Very excited about field day!

Off to a good start.


I ended up running the last leg with her. Thankfully, no photos of this event have surfaced.

More interested in posing for the photo than truly tugging.


They did boys versus girls for the tug-of-war. Apparently in all of the field day practices, the girls beat the boys every single time. For whatever reason (a very large audience, perhaps?), the boys took the girls down for the actual event. Ah, well.

To the mall (gross, right?)!

In the quest for replacement dress-up earrings, I unintentionally bought Sadie $10 Fancy Fancy clip-ons. With hot pink feathers. Woe is me.


Taking One for the Team

Something I’ve realized about becoming a parent is that it really highlights the dominant elements of my personality. If I was introspective before, now I’m an absolute naval-gazer. A curious web-surfer? Now a total research junkie.

There’s just all this pressure to Get It Right. The French are doing it right. And so are the Italians. In fact, everyone is doing it right but me. Or you. Or anyone who is actually doing the naval-gazing at the time.

These new chickens are a-okay with Sadie.

Parenting Sadie is hard freaking work. She’s the most awesome kid I’ve ever known, but she can be a real handful for me a lot of the time. I do my best to convince myself that it’s no big deal that she hits and kicks me when she’s mad. That it’s normal that she nearly always does exactly the opposite of what I ask her to do, unless she’s in a magical mood. She doesn’t listen to me. She couldn’t sit through a meal at the table if her life depended on it. I can’t take her into any store without almost certain meltdown. She yells and screams at me, flings her Sadie-sized furniture over onto the floor or even strikes out at the dogs and cats when she doesn’t get her way.

And I’m no peach, either. I speak too sternly, raise my voice, lose my patience, forget to look at things through her eyes. There are a hundred-and-one answers to the “problems” I have with Sadie, and I’m not using them. In the moment, it is unbelievably hard to remember the tricks to making your “no” come out like a “yes.” Nearly all of the time, I’m winging it.

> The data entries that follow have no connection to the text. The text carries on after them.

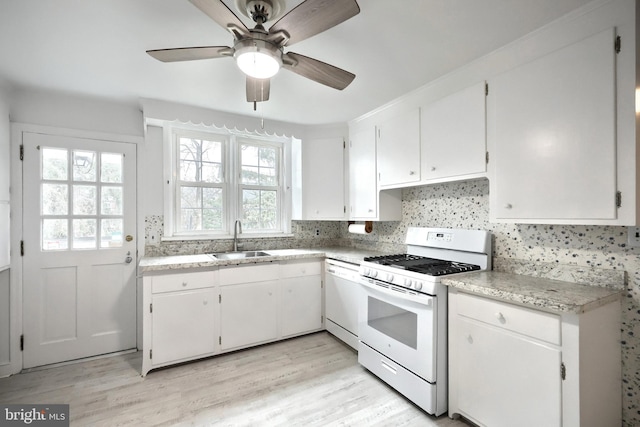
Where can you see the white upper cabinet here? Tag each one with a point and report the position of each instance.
(322, 192)
(552, 125)
(453, 135)
(363, 194)
(366, 202)
(398, 150)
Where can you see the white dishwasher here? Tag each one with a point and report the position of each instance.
(341, 300)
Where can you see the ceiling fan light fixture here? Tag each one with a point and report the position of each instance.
(258, 60)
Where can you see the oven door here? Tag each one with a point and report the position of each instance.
(401, 325)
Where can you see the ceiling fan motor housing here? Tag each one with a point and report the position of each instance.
(261, 11)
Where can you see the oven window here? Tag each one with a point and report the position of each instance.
(393, 321)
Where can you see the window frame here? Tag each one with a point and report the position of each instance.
(232, 198)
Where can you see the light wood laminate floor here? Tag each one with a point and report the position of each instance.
(313, 380)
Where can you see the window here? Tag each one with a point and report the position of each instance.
(259, 186)
(219, 177)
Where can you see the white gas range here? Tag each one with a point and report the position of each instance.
(403, 310)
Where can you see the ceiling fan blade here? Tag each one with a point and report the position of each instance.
(190, 53)
(219, 12)
(317, 71)
(314, 16)
(257, 89)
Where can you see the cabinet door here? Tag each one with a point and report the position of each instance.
(363, 195)
(506, 379)
(183, 325)
(398, 150)
(301, 309)
(323, 179)
(248, 314)
(552, 123)
(454, 135)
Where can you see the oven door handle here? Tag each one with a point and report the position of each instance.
(422, 299)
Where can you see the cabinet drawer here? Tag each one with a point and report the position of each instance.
(182, 281)
(532, 323)
(300, 268)
(248, 273)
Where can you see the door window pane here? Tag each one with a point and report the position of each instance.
(55, 199)
(55, 164)
(84, 234)
(393, 321)
(84, 200)
(84, 166)
(55, 234)
(111, 201)
(111, 233)
(111, 168)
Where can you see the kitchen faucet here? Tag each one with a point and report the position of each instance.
(237, 229)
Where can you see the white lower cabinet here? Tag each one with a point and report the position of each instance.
(491, 361)
(179, 318)
(301, 297)
(248, 314)
(190, 315)
(182, 325)
(514, 365)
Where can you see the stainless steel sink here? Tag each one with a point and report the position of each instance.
(240, 255)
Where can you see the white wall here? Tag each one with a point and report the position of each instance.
(68, 111)
(5, 294)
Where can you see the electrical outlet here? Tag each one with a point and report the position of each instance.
(633, 237)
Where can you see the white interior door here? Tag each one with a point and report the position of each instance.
(79, 248)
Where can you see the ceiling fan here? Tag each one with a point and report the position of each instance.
(259, 53)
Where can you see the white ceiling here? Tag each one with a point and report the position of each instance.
(97, 48)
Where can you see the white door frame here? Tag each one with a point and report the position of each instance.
(16, 274)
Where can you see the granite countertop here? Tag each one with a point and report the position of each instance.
(179, 262)
(542, 293)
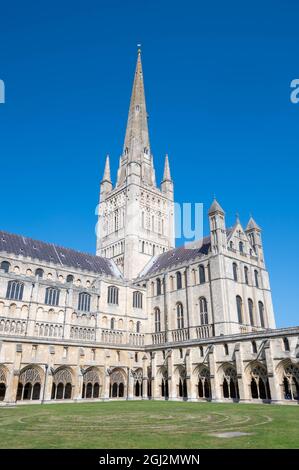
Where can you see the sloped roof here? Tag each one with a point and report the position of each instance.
(176, 256)
(50, 253)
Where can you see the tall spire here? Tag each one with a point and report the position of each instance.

But you know what? I don’t sweat it like I could. Yes, I worry about what it looks like from the outside when people see me “not having a handle on her” at Target. And absolutely, I am SO TIRED. But I don’t worry about my parenting, and I don’t worry about Sadie. Why not? Because every single time I share Sadie with the other adults in her life, her behavior is nearly immaculate. She spent Friday night at my aunt and uncle’s house (her Mimi and Papa), and when I picked her up Saturday morning, my aunt said that I’d left her with a “perfect child.” Okay, nobody’s kid is perfect, so don’t think I took that literally. But there is a recurring theme to the reports I get back from family members who have helped take care of Sadie. It’s that she’s well behaved, well mannered, pleasant and easy.

Whether or not I’m Doing It Right, whatever I’m doing (and Trevor, too, of course) is working.

The all-important phase of lining things up: one of my favorites.

No, I don’t love how hard it is sometimes to parent Sadie. But I love her with every fiber of my being, and I want her to be a happy, successful person. So If I have to take one for the team and be the person Sadie tests every single limit (I mean every single one) so she can be well behaved, well mannered, pleasant and easy for the rest of the world, I’ll do it. Because it’s working. So far, at least.